Il termine biodiversità (traduzione dall’inglese biodiversity, a sua volta abbreviazione di biological diversity) è stato coniato nel 1988 dall’entomologo americano Edward O. Wilson. La biodiversità può essere definita come la ricchezza di vita sulla terra: i milioni di piante, animali e microrganismi, i geni che essi contengono, i complessi ecosistemi che essi costituiscono nella biosfera. La biodiversità che vediamo oggi è il frutto di miliardi di anni di evoluzione, plasmata da processi naturali e, sempre più, dall'influenza dell’uomo. All’interno degli ecosistemi convivono ed interagiscono fra loro sia gli esseri viventi sia le componenti fisiche ed inorganiche, influenzandosi reciprocamente. Finora sono state identificate circa 1,75 milioni di specie, per lo più piccole creature come gli insetti. Gli scienziati stimano che in realtà ci siano circa 13 milioni di specie, anche se le stime vanno da 3 a 100 milioni. La biodiversità include anche la diversità culturale umana, che peraltro subisce gli effetti negativi degli stessi fattori che agiscono sulla biodiversità.

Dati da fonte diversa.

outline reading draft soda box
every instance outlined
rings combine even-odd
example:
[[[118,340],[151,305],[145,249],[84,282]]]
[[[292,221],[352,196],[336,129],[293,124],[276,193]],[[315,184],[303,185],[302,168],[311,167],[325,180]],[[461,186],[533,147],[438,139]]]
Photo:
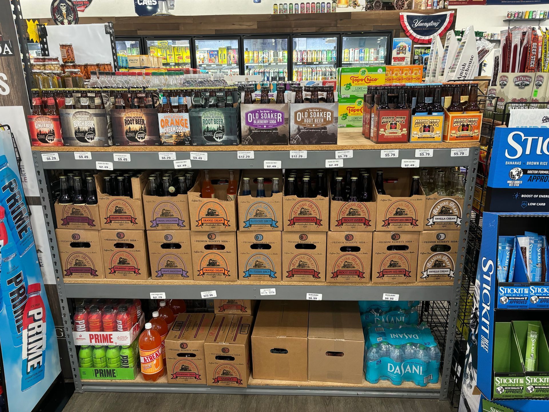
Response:
[[[362,383],[364,333],[357,302],[312,302],[307,341],[310,381]]]
[[[415,283],[419,241],[417,232],[374,232],[372,282]]]
[[[193,279],[233,282],[238,280],[236,233],[191,232]]]
[[[237,232],[238,279],[263,282],[282,280],[282,232]]]
[[[261,300],[251,333],[254,378],[307,380],[309,311],[306,300]]]
[[[180,313],[164,341],[169,383],[206,383],[204,342],[212,313]]]
[[[282,280],[326,280],[326,233],[282,232]]]
[[[326,281],[369,283],[372,236],[372,232],[328,232]]]
[[[153,280],[192,280],[190,231],[150,231],[147,239]]]
[[[149,279],[149,253],[144,230],[103,230],[99,233],[107,279]]]
[[[417,282],[451,282],[456,272],[460,232],[424,230],[419,233]]]
[[[55,237],[63,277],[105,278],[99,232],[55,229]]]
[[[254,317],[216,315],[210,328],[204,353],[210,386],[245,388],[251,367],[250,336]]]

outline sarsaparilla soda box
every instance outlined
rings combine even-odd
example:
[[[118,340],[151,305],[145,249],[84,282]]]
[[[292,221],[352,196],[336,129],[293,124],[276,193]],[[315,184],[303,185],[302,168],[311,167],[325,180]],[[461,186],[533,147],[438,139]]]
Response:
[[[235,171],[237,179],[238,171]],[[234,232],[237,222],[236,196],[227,195],[229,172],[226,170],[209,171],[215,197],[201,197],[204,174],[200,171],[194,186],[187,192],[191,230],[197,232]]]
[[[372,283],[415,283],[419,240],[417,232],[374,232]]]
[[[238,279],[261,282],[282,280],[281,232],[237,233],[238,244]]]
[[[238,280],[236,233],[234,232],[191,232],[194,280],[234,282]]]
[[[99,232],[55,229],[55,237],[63,277],[105,279]]]
[[[419,233],[417,282],[451,282],[456,274],[460,232],[424,230]]]
[[[334,283],[370,282],[371,232],[328,232],[326,281]]]
[[[153,280],[192,280],[190,231],[150,231],[147,239]]]
[[[150,277],[145,231],[103,230],[99,233],[107,279],[147,280]]]
[[[282,232],[282,280],[326,280],[326,233]]]

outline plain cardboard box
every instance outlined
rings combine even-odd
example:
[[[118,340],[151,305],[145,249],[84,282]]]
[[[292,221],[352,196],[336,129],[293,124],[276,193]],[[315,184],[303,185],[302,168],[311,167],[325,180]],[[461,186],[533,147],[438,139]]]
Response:
[[[307,380],[309,310],[306,300],[261,301],[251,334],[255,379]]]
[[[204,343],[208,385],[248,386],[253,323],[251,316],[216,315]]]
[[[238,280],[234,232],[191,232],[193,279],[232,282]]]
[[[283,232],[282,245],[282,280],[326,280],[326,232]]]
[[[451,282],[456,271],[460,232],[424,230],[419,233],[417,281]]]
[[[99,233],[97,230],[55,229],[63,277],[105,278]]]
[[[212,313],[177,315],[164,341],[168,383],[204,384],[204,342],[215,316]]]
[[[328,232],[326,281],[369,283],[373,236],[372,232]]]
[[[425,195],[410,197],[413,172],[388,169],[384,173],[385,194],[377,195],[376,230],[421,232],[425,212]]]
[[[191,231],[151,230],[147,238],[153,280],[192,280]]]
[[[419,233],[417,232],[374,232],[373,244],[376,247],[372,252],[372,282],[416,282],[419,242]]]
[[[243,172],[238,189],[238,227],[243,231],[282,231],[284,224],[282,215],[282,174],[273,170],[263,170],[265,197],[257,198],[257,174],[255,171]],[[250,178],[251,194],[242,196],[242,178]],[[272,178],[278,178],[280,193],[272,193]]]
[[[282,280],[282,232],[238,231],[237,238],[239,279],[262,282]]]
[[[307,339],[310,381],[362,383],[364,335],[356,302],[314,302]]]
[[[107,279],[149,279],[149,252],[144,230],[103,229],[99,233]]]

Per migliaia di anni abbiamo sviluppato una vasta gamma di piante e animali domestici importanti per il cibo. Ma questo tesoro si sta riducendo poiché la moderna agricoltura commerciale si concentra su relativamente poche varietà di colture. Inoltre, circa il 30% delle razze delle principali specie animali da allevamento sono attualmente ad alto rischio di estinzione. Mentre la perdita di singole specie attira la nostra attenzione, è la frammentazione, il degrado e la totale perdita di foreste, zone umide, barriere coralline e altri ecosistemi che rappresentano la più grave minaccia per la diversità biologica. Il riscaldamento globale sta già modificando gli habitat e la distribuzione delle specie. Gli scienziati avvertono che anche un aumento di 1° della temperatura media globale, se arriva rapidamente, spingerà molte specie oltre il baratro. Anche i nostri sistemi di produzione alimentare potrebbero subire gravi interruzioni. La perdita di biodiversità spesso riduce la produttività degli ecosistemi e indebolisce la loro capacità di affrontare disastri naturali come inondazioni, siccità e uragani e stress causati dall'uomo, come l’inquinamento e il cambiamento climatico. Stiamo già spendendo ingenti somme in risposta ai danni provocati da alluvioni e tempeste aggravati dalla deforestazione; si prevede che tale danno aumenterà a causa del riscaldamento globale.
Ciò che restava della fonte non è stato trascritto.